The sum of first 20 terms of an AP is 400 and sum of first 40 terms is 1600.find the sum of its first 10 terms
Answers
A/q
S20 = (20/2)[2a+(20-1)d]= 400
⇒2a +19d = 40_____(1)
also, S40 =(40/2)[2a+(40-1)d]= 1600
⇒2a +39d = 80____(2)
subtracting (1) and (2), we get
d =2
so, a= 1
S10 = (10/2)[2×1 + (10-1)2] = 5(2+18) = 5×20 = 100
Answer:
Step-by-step explanation:
Solution :-
Let a be the first term and d be the common difference of the given A.P.

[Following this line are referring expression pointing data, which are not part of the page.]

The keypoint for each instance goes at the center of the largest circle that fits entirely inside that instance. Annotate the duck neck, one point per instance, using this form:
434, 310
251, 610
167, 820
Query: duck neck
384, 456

And the sum of the first 20 terms be S(20).
S(20) = 20/2[2a + 19d]
or, 400 = 20/2[2a + 19d]
or, 400 = 10[2a + 19d]
or, 2a + 19d = 40 ..... (i)
Also, S(40) = 40/2[2a + 39d]
or, 1600 = 20[2a + 39d]
or, 2a + 39d = 80 ....(ii)
From (i) and (ii), we get
2a + 39d = 40
2a + 19d = 80
___________
- - -
⇒ 20d = 40
⇒ d = 40/20
⇒ d = 2
Putting d's value in Eq (i), we get
⇒ 2a + 19d = 40
⇒ 2a + 19(2) = 40
⇒ 2a + 38 = 40
⇒ 2a = 40 - 38
⇒ 2a = 2
⇒ a = 2/2
⇒ a = 1
Then, S(10) = [2 × 1 + (10 - 1)2]
⇒ S(10) = 5[2 + 9 × 2]
⇒ S(10) = 5[2 + 18]
⇒ S(10) = 5 × 20
⇒ S(10) = 100
Hence, the sum of its first 10 terms is 100.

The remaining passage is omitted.